I had to think a bit about how I wanted to do deployment. Obviously I created a git repo for the top level development files, but I was unsure how I wanted to move the resulting site content around. I modified the build scripts to dump only necessary website content into a deployment directory which contained its own git repo. Becuase this is just generated content, I don’t care about being too strict about standard commit and repository mantras. When I dump content into this directory I simply run

git add --all *
git commit -m "whatever"
git push website master

The first line is important as it both adds any new files and runs git rm -rf on any files which have disappeared (if I deleted a picture, or something, etc). This saves me unncessary hassle when deploying content to the hosting server.

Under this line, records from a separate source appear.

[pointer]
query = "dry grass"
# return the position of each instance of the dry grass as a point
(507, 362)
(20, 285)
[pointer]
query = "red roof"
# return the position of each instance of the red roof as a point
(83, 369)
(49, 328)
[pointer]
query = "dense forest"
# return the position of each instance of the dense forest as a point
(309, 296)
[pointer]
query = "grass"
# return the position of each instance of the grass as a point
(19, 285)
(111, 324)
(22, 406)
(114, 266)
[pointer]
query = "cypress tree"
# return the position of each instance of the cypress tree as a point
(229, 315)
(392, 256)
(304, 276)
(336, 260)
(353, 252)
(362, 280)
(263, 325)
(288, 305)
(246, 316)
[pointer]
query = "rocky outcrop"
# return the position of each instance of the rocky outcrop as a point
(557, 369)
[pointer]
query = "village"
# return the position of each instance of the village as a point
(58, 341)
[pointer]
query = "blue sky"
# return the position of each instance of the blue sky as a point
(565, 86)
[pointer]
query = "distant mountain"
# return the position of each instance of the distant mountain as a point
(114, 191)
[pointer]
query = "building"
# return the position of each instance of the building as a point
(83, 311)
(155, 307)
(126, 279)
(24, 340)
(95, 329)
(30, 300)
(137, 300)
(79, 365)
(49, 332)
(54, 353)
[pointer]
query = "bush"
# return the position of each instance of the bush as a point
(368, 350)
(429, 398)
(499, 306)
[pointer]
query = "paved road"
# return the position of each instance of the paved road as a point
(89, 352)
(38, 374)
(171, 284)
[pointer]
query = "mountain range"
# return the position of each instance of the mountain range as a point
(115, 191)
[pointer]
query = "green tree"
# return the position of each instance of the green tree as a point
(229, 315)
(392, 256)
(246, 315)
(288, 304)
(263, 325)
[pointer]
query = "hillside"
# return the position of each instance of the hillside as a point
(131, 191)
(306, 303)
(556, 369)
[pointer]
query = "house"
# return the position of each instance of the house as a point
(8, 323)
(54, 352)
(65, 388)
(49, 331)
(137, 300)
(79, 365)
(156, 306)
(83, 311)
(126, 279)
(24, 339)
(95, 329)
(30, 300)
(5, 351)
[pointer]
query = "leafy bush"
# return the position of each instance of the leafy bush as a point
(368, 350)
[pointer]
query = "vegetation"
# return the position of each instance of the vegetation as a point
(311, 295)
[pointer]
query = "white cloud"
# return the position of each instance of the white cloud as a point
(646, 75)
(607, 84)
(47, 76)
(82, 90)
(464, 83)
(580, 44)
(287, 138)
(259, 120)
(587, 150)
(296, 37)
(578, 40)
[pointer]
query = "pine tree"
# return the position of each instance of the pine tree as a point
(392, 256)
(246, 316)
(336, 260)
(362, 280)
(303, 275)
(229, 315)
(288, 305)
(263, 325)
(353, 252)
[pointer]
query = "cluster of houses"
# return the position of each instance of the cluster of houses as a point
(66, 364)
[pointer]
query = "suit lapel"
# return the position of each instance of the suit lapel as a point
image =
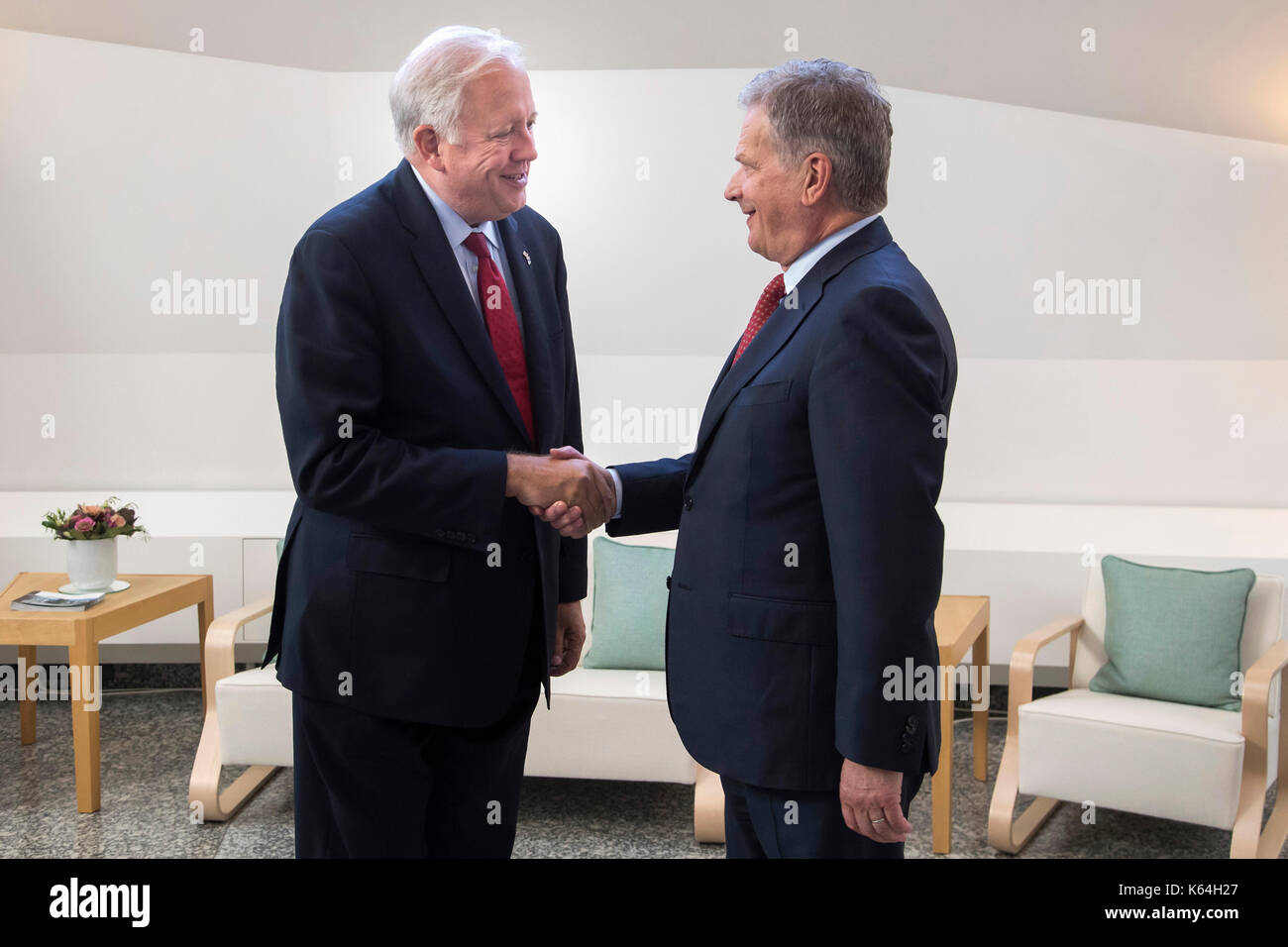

The documentation and installation instructions for the dllup environment can be found here. In order to build properly, it uses several (reasonable) third-party dependencies, including PhantomJS, svgtex and the Pygments module for parsing/formatting code snippets. Note that the installation instructions for PhantomJS on their website do not mention that you can simply install from canonical repos:

sudo apt-get install phantomjs

I originally compiled PhantomJS from source and set up the library links only to find out that I couldn’t call it from shell because it conflicts with the package in the repo (they have the same name, I’m sure there’s a way around this but I’d rather just use the repo version). Additionally, if you have both python2.7 and python3.X on your system, make sure to call the build script with python3.X only ($ python3 build.py), or change the first line of all python scripts from #!/usr/bin/python to #!/usr/bin/python3 (the latter is cleaner).

To promote my friend’s efforts, I’ve left the links to the dllup source in all of the footers.

3 Closing Thoughts

Python is very malleable and once you have a working piece of software it’s easy to wrap a GUI around it, or implement it as a submodule in another piece of software. The dllup parser is pretty self-contained (once you set up phantomjs/svgtex) and can be added to any desired scripts. However, something that is lacking is support for initial deployment.

This website required some changes to the build scripts to generate a different directory structure as well as different types of pages. Some of my pages have embedded content, like my CAPTCHA-enabled contact form, which was created by a third party. It would be interesting to create initialization software so that, on install, a user could specify the directory structure and the styles, navigation, and layout of each subpage. This would then generate a new build script that iterates through the user-specified directory structure and generates all of the pages. I leave this to my future self, or to another interested party.